COFFERATI IL CONFORMISTA Il caso Bologna dimostra quanto sia ancora viva, nel mondo politico, la convinzione che il tema della sicurezza, inetso nel senso neoautoritario tipico di questi anni, sia una macchina da voti. Il sindaco Cofferati, con le sue…

COFFERATI IL CONFORMISTA

Il caso Bologna dimostra quanto sia ancora viva, nel mondo politico, la convinzione che il tema della sicurezza, inetso nel senso neoautoritario tipico di questi anni, sia una macchina da voti. Il sindaco Cofferati, con le sue sparate sui lavavetri, gli sgomberi ordinati senza nemmeno usare la precausione di affiancare a ruspe e vigili urbani qualche mediatore dei servizi sociali, e da ultimo con la protezione a colpi di manganello contro la contesazione pacifica degli studenti, si accoda a un lungo elenco di uomini politici e amministratori che non hanno esitato a issare le bandiere della sicurezza e della legalità con un ardore degno di migliori cause.

Gli argomenti di Cofferati e di molti altri prima di lui a prima vista sono sensati e formalmente ineccepibili: il rispetto della legalità è un principio che vale per tutti; i micro conflitti fra autoctoni e stranieri (riferito nel caso bolognese al "fastidio" procurato agli automobilisti dai lavavetri che offrono il loro servizio) favoriscono il razzismo; non possiamo permettere il degrado delle nostre città. Sono argomenti ben accolti dalle maggioranze penpensanti ma che nascono grande ipocrisia e che rafforzano le tendenze autoritarie e repressive tipiche negli ultimi anni delle democrazie   opulente.

L’ipocrisia è nel rapporto con l’immigrazione. Ai lavoratori stranieri è negato per legge l’accesso alla cittadinanza e quindi a una reale equiparazione con gli autoctoni: c’è una norma-paradosso che vieta la cittadinanza anche a figli nati in Italia da immigrati, anche se regolari. Questi ragazzi, che parlano italiano, frequentano le nostre scuole, spesso non hanno mai visto il paese dei genitori sono dei paria, a rischio di "rimpatrio" in un paese che magari neppure conoscono. Le norme più recenti sull’immigrazione impediscono la regolarizzazione degli immigrati che lavorano se questi non vincono la lotteria delle quote d’accesso. Cioè puoi avere un lavoro, con regolare contratto, ma non il permesso di soggiorno, perchè magari sei moldavo e nella città in cui ti trovi qualcuno ha deciso che possono entrare solo 25, o 35, o 61 moldavi e se la tua domanda è la numero 26, o 36, o 62 tu sei un clandestino. In questa situazione, e di fronte alla pacifica presenza di milioni di stranieri, nonostante le campagne d’odio scatenate in questi anni dalla Lega Nord e dai suoi alleati tanto perbene, s’innestano le campagne molto politicamente corrette sulla sicurezza, la legalità, il rispetto delle regole: tutte campagne che si richiamano a un democraticissimo richiamo alle leggi (a tutte le leggi, anche quelle che discriminano gli stranieri) ammiccano al "pericolo immigrati" da tenere sotto controllo. Il compagno Cofferati, e suoi numerosi sostenitori, sono invischiati in questa "visione" del mondo, come insegna la campagna sul "racket dei lavavetri".
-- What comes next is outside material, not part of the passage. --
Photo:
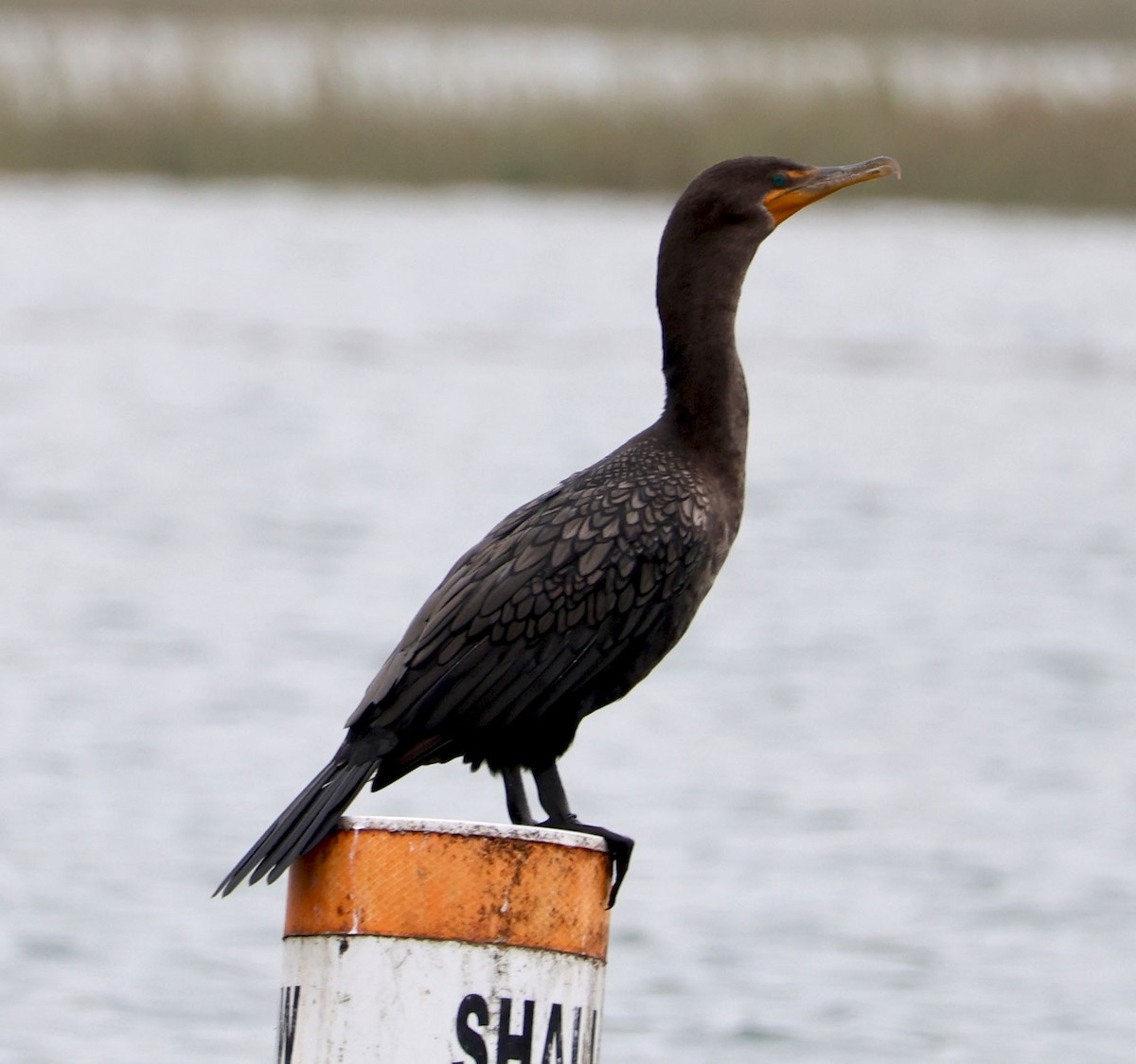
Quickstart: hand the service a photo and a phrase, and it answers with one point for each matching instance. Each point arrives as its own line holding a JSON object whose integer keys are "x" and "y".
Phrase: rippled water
{"x": 885, "y": 790}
L’autoritarismo è quello che si esprime con le ruspe e i manganelli. La polizia di stato fa ormai ricorso a tonfa e sfollagente  senza alcun ritegno. Le mediazioni, la ricerca di vie pacifiche per garantire l’ordine pubblico e anche il diritto a manifestazione il dissenso, non sono più di moda. E’ chiaro che c’è una direttiva – chissà se formalizzata o solo virtuale – a non esistare nell’uso "educativo" dei manganelli: i fatti accaduti a Bologna e Roma in questi giorni, ne seguono decine di altri in altre città, tutti in situazioni a bassissimo tasso di "pericolosità" dei manifestanti.

Cofferati non è affatto un’eccezione: il suo è un banalissimo conformismo ai canoni della democrazia autoritaria che sta crescendo sotto i nostri occhi.